先月(3月)29日に伊勢国に到着してから、合戦の次第、軍士の忠節の有無などをはっきりと注進。
初めは平氏を恐れて逃げていた山内首藤経俊は、後に平賀朝雅に合流して共に征伐に励んだと記載も

同年 5月10日

論功行賞。伊勢平氏追討の恩賞についてその決定があった。中原広元三善康信が奉行した。
平賀朝雅が伊勢国守護職に補任した。
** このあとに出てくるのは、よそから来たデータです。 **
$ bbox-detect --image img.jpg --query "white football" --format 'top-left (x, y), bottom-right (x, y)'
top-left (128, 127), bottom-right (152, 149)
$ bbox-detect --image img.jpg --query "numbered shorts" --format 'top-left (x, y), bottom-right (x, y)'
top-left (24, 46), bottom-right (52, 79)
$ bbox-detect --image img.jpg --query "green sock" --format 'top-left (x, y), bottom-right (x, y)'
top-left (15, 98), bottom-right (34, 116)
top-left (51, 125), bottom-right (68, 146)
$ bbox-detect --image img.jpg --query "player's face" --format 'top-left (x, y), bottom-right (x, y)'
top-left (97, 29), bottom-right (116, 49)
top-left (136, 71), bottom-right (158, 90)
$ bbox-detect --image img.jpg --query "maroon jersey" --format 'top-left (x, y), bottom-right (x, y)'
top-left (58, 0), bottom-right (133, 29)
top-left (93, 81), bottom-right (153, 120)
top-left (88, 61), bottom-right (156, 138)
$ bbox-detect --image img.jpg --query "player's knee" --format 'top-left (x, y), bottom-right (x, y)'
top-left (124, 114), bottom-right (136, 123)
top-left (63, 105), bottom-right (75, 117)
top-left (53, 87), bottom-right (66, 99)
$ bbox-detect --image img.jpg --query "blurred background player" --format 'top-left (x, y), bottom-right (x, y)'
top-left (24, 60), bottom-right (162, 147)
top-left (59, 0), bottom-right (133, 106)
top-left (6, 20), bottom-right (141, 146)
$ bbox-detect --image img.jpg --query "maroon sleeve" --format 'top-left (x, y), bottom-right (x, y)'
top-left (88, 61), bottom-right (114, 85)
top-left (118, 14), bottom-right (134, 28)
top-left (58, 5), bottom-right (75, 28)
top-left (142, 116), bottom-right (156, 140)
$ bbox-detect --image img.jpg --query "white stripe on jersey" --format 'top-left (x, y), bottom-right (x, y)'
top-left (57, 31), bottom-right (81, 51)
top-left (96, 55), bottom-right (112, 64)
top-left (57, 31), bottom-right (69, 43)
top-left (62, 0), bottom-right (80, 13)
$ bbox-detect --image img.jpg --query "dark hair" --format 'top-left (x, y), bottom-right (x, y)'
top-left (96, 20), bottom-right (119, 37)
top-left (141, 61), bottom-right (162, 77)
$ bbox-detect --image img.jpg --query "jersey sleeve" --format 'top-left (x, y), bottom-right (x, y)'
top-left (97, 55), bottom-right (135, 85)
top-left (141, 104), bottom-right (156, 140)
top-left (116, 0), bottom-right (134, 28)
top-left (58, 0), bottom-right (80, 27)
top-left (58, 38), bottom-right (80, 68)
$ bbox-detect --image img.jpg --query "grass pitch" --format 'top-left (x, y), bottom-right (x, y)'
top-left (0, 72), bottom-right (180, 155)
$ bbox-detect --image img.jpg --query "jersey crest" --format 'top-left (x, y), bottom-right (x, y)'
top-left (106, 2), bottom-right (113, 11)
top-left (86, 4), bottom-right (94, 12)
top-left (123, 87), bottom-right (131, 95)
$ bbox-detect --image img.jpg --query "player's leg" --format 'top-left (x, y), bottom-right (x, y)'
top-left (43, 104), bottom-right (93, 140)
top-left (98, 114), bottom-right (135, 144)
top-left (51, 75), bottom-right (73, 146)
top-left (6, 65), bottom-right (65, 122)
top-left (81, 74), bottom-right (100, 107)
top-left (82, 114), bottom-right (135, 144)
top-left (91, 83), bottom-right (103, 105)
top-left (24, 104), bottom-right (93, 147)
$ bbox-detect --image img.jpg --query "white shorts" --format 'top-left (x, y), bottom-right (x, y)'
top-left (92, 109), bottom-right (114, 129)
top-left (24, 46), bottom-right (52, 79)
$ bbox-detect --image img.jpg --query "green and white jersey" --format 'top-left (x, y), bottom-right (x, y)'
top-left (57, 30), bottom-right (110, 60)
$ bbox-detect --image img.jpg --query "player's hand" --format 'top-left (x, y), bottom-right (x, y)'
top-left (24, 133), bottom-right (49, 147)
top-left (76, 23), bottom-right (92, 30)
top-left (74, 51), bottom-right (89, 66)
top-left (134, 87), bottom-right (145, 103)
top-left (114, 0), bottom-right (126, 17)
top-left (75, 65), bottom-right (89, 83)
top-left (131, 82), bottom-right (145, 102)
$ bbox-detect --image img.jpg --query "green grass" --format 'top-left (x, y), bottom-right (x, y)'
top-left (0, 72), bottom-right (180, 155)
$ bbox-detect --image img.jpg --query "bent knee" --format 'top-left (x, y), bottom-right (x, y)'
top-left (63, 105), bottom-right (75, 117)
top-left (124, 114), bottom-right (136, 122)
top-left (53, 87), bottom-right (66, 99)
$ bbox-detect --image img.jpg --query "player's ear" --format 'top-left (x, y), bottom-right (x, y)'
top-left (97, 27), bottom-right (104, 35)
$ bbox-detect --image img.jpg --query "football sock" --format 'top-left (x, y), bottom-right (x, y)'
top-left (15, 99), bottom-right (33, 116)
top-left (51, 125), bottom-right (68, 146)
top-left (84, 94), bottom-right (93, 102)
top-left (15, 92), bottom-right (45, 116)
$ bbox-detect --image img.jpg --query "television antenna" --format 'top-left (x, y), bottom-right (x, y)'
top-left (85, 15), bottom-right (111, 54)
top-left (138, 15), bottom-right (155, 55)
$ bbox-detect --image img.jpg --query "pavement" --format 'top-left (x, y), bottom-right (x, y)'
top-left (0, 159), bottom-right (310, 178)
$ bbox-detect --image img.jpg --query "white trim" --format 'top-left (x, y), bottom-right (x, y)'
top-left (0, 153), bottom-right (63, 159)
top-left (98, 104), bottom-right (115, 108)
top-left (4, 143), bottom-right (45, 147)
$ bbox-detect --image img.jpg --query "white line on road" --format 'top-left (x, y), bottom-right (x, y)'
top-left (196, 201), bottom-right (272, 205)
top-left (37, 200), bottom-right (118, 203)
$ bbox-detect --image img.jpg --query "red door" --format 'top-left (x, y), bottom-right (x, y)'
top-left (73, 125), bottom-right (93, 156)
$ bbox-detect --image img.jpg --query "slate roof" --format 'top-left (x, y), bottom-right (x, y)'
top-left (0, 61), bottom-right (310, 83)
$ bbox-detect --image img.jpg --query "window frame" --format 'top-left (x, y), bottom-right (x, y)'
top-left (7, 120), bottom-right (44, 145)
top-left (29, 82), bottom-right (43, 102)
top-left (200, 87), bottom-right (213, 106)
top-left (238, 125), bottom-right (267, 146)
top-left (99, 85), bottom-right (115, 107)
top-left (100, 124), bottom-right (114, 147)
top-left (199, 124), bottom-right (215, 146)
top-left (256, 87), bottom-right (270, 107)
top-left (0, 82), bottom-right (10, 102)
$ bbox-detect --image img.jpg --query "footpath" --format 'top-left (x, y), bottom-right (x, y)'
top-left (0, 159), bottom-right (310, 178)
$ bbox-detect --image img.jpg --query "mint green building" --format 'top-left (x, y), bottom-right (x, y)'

(この両国の守護は山内首藤経俊の本来の職だった)

山内首藤経俊周辺の系図

経俊の父「山内首藤俊通」が山内首藤氏の祖になります。
安倍貞任・安倍宗任の討伐に加わって相模国山内荘を本拠として山内首藤氏を称しました。

 首藤資通 → 源義家に従う
  |
 首藤親清
  |
 首藤義通
  |
山内首藤俊通======山内尼
  ┌-----┼
 俊綱(兄)   経俊
        |
        重俊

※系図が崩れる場合は、画面を横にしてご覧ください

山内首藤氏は、昔から河内源氏の源義家や源義朝などに仕えていました。
その流れから、経俊も頼朝の誘いに乗ると思いきや・・・。

山内尼を母に持っていたことが経俊にとっては幸運でした。

山内首藤氏ゆかりの地

明月院(鎌倉市山ノ内)

紫陽花寺として全国的に有名な明月院。
山内首藤俊通の菩提を弔うために、子「経俊」が建てた明月庵が前身になっています。